Interessant denke ich mir und lese los. Und wundere mich. Denn was die Kollegen da vom englischen Mutterblatt übersetzt haben, ist großartig kolportierte Unternehmens-PR. Sie ist heute auch in der englischen Ausgabe erschienen – und auch dort nicht durchdachter.

Es geht um ein Startup namens Omnifone, dessen Angebot Musicstation Musik aufs Handy liefern will. Für 2,99 Euro pro Woche dürfen die Nutzer so viel Musik herunterladen, wie sie mögen. Aber: Nur auf ihr Handy, die Lieder sind nicht übertragbar. Mit an Bord: Nokia, Sony Ericsson, Motorola, Samsung, 30 Handynetze und die Musikfirmen Universal, Sony BMG, EMI und Warner.

Dieses Konsortium rühmt sich nun, schneller auf dem Markt zu sein als das Iphone. Toll. Aber eine Software mit einem erheblichen Abo-Preis und einer Abschottung gegenüber anderen Medien als Bedrohung für eine Design-Ikone, die nicht allein wegen ihrer Musikspielerfähigkeiten gekauft wird? Das ist grandioser Unsinn. Die „FT“ hat sich vor den Karren der Unternehmenskommunikatoren spannen lassen. Natürlich kann man über Musicstation berichte – aber bitteschön dann doch mit Einordnungen wie der Tatsache, dass Musik-Abo-Dienste noch nie funktioniert haben.

Erschreckend aber ist: Die „Financial Times“ ist nicht allein.

Reuters, 12. Februar (leider auch übernommen bei unserem Online-Angebot, ebenso unter anderem von der „Frankfurter Rundschau“ und „Welt“):
Mobilfunkbranche will iPhone mit Musikdienst Paroli bieten… Die großen Musikverlage und 23 Mobilfunkkonzerne blasen mit einem gemeinsamen Musikdienst zum Angriff auf das iPhone von Apple.

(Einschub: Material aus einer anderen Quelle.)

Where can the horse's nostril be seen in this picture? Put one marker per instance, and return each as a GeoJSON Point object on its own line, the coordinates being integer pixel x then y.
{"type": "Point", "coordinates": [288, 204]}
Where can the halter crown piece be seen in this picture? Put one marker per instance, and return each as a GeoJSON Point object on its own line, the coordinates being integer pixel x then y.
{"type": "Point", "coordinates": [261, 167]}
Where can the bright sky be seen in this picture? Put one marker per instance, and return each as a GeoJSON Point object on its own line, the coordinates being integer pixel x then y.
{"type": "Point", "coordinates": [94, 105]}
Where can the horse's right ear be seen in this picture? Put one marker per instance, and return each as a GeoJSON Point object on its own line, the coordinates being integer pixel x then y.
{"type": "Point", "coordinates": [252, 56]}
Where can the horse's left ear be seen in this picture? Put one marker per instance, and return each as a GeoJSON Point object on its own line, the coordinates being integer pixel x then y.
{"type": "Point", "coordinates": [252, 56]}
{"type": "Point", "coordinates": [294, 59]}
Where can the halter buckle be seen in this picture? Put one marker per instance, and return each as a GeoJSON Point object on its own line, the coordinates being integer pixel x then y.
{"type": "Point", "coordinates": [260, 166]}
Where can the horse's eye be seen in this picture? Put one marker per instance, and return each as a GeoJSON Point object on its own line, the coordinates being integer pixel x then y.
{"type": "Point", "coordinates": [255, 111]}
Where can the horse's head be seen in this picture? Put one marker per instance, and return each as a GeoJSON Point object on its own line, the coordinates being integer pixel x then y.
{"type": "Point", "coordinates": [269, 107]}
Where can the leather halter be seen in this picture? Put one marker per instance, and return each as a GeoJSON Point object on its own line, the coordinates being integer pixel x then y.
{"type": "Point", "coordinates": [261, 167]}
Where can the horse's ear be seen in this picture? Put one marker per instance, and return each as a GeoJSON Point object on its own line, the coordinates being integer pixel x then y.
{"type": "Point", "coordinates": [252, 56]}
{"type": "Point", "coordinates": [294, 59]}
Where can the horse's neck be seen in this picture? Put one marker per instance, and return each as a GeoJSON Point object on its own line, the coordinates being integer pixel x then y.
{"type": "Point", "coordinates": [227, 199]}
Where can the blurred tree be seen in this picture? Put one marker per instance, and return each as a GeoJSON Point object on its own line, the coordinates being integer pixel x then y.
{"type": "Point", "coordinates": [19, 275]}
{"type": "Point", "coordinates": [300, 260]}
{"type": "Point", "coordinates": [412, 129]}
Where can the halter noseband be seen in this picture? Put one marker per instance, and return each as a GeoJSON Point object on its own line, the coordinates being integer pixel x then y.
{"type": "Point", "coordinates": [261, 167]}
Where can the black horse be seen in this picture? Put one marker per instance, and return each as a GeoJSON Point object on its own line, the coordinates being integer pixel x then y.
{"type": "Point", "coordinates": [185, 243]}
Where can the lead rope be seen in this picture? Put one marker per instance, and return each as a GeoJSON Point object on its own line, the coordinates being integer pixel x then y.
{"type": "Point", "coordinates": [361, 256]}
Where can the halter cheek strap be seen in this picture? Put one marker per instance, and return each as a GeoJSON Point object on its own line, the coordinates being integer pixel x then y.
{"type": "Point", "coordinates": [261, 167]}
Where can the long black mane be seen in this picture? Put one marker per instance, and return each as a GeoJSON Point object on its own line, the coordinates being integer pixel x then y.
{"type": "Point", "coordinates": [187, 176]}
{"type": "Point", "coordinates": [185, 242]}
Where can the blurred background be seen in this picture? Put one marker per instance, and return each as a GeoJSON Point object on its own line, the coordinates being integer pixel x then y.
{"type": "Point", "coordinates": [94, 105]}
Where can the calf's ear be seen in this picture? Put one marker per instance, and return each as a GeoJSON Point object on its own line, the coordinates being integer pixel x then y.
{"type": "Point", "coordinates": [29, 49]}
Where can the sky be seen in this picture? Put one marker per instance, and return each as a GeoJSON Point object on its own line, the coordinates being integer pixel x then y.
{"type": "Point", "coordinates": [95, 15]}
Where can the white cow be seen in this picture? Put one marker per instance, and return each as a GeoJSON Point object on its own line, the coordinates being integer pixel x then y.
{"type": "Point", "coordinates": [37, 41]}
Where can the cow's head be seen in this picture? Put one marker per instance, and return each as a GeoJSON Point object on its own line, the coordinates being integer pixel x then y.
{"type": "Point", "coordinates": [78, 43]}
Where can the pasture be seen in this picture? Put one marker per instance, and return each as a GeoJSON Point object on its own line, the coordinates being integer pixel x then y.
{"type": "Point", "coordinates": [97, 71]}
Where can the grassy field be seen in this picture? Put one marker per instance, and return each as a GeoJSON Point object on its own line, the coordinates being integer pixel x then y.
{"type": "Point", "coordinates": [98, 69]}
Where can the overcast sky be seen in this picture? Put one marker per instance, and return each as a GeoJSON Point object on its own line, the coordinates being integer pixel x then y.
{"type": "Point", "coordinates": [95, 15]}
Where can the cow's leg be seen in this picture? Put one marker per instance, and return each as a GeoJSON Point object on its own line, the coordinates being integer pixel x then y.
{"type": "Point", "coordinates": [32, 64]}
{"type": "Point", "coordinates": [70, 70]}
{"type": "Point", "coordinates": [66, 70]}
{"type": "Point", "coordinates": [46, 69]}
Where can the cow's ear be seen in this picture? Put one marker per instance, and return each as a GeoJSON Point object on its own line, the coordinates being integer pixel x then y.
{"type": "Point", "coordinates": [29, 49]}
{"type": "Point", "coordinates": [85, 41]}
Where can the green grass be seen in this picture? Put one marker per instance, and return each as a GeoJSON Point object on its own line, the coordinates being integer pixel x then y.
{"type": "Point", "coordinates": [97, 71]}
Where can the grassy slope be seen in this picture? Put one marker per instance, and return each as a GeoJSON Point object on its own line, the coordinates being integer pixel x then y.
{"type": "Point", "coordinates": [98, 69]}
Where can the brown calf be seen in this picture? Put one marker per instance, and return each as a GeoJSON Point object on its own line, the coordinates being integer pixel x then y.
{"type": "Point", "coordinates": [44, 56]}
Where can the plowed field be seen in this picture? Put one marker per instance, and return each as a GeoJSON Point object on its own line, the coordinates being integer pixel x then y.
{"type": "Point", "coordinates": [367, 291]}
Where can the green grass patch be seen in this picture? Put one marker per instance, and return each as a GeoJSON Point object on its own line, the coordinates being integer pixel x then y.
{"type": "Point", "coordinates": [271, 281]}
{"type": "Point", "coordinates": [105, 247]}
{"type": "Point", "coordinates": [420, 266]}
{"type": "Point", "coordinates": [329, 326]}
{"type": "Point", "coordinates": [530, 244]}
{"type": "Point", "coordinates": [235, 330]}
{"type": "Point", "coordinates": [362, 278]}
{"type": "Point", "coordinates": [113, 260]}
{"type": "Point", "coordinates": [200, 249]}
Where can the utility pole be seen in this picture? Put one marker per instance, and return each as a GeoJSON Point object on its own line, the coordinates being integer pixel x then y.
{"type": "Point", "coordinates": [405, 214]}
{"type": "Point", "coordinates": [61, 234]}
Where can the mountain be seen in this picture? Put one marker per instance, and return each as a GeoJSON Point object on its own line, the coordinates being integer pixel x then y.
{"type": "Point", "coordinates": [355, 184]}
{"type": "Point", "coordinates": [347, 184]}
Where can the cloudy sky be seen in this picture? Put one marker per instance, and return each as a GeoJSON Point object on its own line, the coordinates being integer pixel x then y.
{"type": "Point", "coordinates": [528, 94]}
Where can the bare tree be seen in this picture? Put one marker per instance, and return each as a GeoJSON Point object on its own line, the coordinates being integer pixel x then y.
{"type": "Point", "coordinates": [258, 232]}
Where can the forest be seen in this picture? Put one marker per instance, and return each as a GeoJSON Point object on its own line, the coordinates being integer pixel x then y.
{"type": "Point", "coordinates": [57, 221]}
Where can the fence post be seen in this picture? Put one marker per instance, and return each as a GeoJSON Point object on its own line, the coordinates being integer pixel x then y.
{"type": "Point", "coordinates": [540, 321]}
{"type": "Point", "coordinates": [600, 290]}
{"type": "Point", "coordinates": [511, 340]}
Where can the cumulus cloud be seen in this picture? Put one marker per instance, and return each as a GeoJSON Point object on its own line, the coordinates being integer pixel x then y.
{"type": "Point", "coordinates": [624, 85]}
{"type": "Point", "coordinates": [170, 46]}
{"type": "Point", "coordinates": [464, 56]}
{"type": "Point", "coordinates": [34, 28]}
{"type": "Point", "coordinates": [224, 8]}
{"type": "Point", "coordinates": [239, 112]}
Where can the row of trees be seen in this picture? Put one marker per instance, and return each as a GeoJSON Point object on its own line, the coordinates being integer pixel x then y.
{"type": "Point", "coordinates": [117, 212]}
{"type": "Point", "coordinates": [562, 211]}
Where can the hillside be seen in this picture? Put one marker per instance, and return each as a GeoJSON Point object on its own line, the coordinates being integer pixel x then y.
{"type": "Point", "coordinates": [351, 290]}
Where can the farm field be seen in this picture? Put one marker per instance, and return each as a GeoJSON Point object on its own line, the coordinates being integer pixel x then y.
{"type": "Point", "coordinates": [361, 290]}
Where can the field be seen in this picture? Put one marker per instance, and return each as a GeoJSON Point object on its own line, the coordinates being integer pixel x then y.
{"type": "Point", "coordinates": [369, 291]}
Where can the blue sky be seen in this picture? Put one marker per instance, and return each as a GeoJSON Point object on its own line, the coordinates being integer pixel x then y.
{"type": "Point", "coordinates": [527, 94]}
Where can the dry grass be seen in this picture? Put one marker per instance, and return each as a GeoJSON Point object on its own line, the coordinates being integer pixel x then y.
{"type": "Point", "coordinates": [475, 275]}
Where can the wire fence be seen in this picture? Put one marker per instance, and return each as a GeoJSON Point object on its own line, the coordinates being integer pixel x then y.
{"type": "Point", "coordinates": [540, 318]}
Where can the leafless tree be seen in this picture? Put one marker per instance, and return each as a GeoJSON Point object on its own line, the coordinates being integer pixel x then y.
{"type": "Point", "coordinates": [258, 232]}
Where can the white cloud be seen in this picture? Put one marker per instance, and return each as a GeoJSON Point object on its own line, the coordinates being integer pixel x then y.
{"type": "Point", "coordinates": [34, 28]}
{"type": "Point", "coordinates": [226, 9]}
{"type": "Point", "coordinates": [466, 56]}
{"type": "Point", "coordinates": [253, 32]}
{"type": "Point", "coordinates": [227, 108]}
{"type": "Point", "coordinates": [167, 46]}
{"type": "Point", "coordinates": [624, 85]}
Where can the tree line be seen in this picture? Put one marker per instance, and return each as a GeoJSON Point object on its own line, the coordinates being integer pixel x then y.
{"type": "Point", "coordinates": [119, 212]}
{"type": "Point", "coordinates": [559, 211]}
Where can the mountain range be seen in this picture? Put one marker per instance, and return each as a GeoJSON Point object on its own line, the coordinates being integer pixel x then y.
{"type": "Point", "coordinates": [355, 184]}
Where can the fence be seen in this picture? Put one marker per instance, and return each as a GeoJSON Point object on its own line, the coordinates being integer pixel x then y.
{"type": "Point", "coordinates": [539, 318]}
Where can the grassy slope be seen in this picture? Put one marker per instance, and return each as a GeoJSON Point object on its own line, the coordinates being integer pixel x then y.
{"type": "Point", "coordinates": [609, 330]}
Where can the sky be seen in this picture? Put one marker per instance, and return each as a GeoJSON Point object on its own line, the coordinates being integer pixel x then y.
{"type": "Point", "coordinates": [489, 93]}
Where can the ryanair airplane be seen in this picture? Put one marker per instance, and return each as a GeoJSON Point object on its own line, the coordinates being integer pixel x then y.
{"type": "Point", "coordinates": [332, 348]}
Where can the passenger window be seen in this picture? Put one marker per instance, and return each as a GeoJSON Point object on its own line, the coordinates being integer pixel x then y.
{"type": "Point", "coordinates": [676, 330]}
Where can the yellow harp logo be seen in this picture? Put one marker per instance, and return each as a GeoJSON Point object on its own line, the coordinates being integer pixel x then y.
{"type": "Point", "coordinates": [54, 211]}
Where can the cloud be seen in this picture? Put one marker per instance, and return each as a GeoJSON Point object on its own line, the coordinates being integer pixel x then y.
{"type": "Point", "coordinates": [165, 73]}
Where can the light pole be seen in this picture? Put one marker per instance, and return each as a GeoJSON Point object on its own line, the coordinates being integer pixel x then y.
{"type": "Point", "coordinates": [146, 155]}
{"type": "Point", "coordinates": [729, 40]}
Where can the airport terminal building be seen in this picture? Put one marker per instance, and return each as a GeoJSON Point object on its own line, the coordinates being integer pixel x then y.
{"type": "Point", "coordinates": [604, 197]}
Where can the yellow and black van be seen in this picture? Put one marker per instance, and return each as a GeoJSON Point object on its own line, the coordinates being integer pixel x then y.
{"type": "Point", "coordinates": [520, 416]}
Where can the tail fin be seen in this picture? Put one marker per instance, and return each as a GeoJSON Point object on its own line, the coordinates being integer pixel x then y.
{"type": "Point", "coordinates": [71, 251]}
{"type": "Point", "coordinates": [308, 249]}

„Tagesspiegel“, 16. Februar:
„Darauf haben die Freunde mobiler Unterhaltung gewartet: Für 2,99 Euro pro Woche so viel Musik auf seinem Handy hören wie der Katalog von „MusicStation“ hergibt – und zwar einschließlich aller Verbindungsgebühren.“

Es geht übrigens auch anders, wie die „Börsenzeitung“ am 13.2. bewies:
„Auf drei von vier Mobiltelefonen soll das Programm „MusicStation“ laufen. Ob sich das Angebot angesichts der Datentransferkosten für den Kunden durchsetzt, ist fraglich. Wird das Kostenproblem jedoch gelöst, könnte die Frage, wo die Musik läuft, statt „Nokia oder Apple?“ künftig „iTunes oder MusicStation?“ lauten.“

Nachtrag vom 15.6.: Gerade frage ich mich, ob die Handy-Hersteller und Mobilfunknetze nicht auf Musicstation hereingefallen sind. Denn wird sich der Dienst tatsächlich dem Iphone verweigern? Wäre es nicht Dummheit, wenn sie nicht versuchen würden, dort auch installierbar zu sein? Und fällt dann die tolle Abwehrstrategie nicht in sich zusammen?


Kommentare


Leo 14. Juni 2007 um 14:26

Sonderlich aufmerksam war die \“Börsenzeitung\“ damals allerdings nicht gerade.
Ob sich das Angebot durchsetzt mag durchaus fraglich sein, aber sicher nicht aufgrund der \“Datentransferkosten\“, die sind nämlich im Wochen-/Monats-Abopreis enthalten.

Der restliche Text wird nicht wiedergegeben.